Shein rose to prominence by gaining popularity on social media, particularly the Chinese social media application Tiktok. Like other Chinese competitors, such as the general goods seller Temu, Shein took significant advantage in the United States of an exemption to certain customs fees and inspections known as de minimis, which allowed packages under $800 in value not to undergo the same rigorous inspections as large shipments. As Shein ships its products directly from Chinese manufacturers to American consumers, the vast majority of its packages were worth less than $800 and thus did not have to undergo scrutiny or pay fees. President Donald Trump signed an executive order in July closing the de minimis loophole, which business journalists documented preceded a collapse in demand for Shein from American consumers.
For years, human rights activists encouraged the U.S. government to investigate Chinese low-priced goods sellers, including Shein, for potential ties to the Uyghur genocide. While the Communist Party of China has oppressed the people of occupied East Turkistan for decades, dictator Xi Jinping dramatically escalated the danger by imposing a policy in 2017 of mass forced sterilization, forced abortions, and imprisonment in concentration camps. At their peak, the U.S. government estimated that China’s concentration camps, which Beijing euphemistically referred to as “vocational training centers,” imprisoned as many as 3 million people. Survivors of the camps testified to being enslaved and forced to work long hours. Global condemnation of the practice prompted China to declare the slaves had “graduated” from “training” camps and bus them to factories nationwide, making tracking the use of slavery to manufacture products in China extremely difficult.

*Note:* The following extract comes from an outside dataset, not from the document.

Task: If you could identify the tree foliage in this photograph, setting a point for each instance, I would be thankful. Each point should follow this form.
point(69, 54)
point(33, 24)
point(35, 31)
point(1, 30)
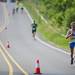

In 2022, following the alleged “graduations,” Bloomberg News reported that investigators had found cotton from East Turkistan in Shein’s clothing, indicating that the company benefitted from Uyghur slave labor.
“Shein is able to offer this array of products at rock-bottom prices not because of any particular competitive advantage, but because it steals intellectual property, infringes copyrights, exploits U.S. trade law, and uses fabric linked to Uyghur slave labor,” Secretary of State Marco Rubio, at the time a senator for the state of Florida, wrote in a letter to colleagues in 2023.
Shein as a company has repeatedly asserted that it is “working hard” to protect its company from benefitting from worker abuse, pointing to, in some circumstances, its move out of China.
“We are actively working to improve our suppliers’ practices, including ensuring that hours worked are voluntary and that workers are compensated fairly for what they do, and also recognize the importance of industry collaboration to ensure continuous improvement and progress in this area,” Shein said in a corporate statement in 2024.